Frank’s hands shook as he looked at the contract we’d signed. A shiver of fear went through me and I forced it down.
“If, for some reason, you thought I would do it out of the kindness of my heart and because I’m your niece, I have some news for you. You and Laura have never treated me as anything more than a rock stuck in your shoe. So if you want me to help you, invent a fucking time machine.”
He looked at me smoothly, anger cooling down into something harder and darker. “You think I couldn’t do more? I could ruin whatever fantasy life you’ve created for yourself with the DuPonts and have you back here under my thumb in ten seconds.”
“Then do it.” I dared him. “Do it. Because I don’t think it’s true. You might have my money and my home by the balls, but you do not have me. You will never have me again, and my husbands will tell you that themselves.”

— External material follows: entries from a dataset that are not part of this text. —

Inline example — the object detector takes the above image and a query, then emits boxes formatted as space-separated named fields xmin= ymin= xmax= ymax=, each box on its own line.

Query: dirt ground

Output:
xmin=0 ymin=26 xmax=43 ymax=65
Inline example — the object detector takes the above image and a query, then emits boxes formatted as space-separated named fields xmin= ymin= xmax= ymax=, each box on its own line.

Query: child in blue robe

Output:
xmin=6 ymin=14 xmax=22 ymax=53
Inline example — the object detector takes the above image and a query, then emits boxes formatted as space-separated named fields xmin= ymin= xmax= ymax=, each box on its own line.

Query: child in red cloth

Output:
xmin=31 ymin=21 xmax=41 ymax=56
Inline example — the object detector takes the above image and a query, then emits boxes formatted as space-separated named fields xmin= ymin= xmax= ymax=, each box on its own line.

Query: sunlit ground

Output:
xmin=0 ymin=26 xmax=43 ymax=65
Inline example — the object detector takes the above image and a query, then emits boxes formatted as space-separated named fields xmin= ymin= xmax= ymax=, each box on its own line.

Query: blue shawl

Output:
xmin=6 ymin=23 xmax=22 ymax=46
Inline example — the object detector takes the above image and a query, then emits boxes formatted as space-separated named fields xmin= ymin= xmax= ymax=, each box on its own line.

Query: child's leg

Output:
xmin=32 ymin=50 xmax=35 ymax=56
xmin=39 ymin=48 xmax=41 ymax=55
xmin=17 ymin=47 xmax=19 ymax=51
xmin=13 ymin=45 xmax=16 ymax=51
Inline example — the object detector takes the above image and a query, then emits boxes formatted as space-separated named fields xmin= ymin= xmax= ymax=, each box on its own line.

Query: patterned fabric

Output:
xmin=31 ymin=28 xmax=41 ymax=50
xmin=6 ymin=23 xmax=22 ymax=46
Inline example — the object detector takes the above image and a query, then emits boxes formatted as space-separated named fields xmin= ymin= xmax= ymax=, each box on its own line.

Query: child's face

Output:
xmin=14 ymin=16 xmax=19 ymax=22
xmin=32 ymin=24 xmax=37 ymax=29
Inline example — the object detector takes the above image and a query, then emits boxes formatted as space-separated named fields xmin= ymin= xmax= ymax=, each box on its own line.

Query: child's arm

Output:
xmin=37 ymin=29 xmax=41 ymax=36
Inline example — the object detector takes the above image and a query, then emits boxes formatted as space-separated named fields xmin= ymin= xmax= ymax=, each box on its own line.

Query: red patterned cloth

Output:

“Are you so sure?” From that same drawer, he pulled a large envelope and tossed it to me. “The DuPonts married you to solve their image problem. What do you think happens when a wave of press hits you like you’ve never seen? Feel free to keep them. I have copies.”
My heart dropped. Inside the envelope were pictures, and I immediately knew who had taken them. The asshole photographer who wouldn’t stop following us.
The picture on top was from that brunch with Trinity and Isolde, me taking a bite of cake. It was taken at an unflattering angle, almost intentionally.
The rest of the pictures were the same. From all over our honeymoon, all the photos bad. Taken from angles intended to make my body look horrific. Playing into every stereotype and harmful idea that clung to fat people—fat women—like glue.
I swallowed.
Knowing that I was worthy of living my life and finding love and being free despite the size of my body didn’t erase the pain of these. Too many years of brainwashing and media telling me that I was wrong had done their damage. And yes. It would hurt to see these go to the media. But it wouldn’t do anything to me or my husbands. I believed that now.
The fact that they were waiting for me and would be overjoyed to see me was the thing that allowed me to slip the photos back into the envelope and meet my uncle’s eyes. “Go ahead. Do your worst. It’s not anything I haven’t already dealt with.”
“Those aren’t everything. I have more. I promise, Ocean, I can ruin you.”
My body shook with adrenaline, but I held my ground. “The answer is still no.”
Frank strode toward me. Pain cracked through my face, the force of the blow sending me reeling. The second blow was excruciating. I lost my balance and fell, photos flying out of the envelope in a twisted kind of rain.
He loomed over me, face poison. I’d never seen him like this. It was both rage and desperation. A dangerous combination. Terror clutched me with black claws. If he was willing to hit me now, when he never had before, I didn’t know what he’d do or how far he’d go.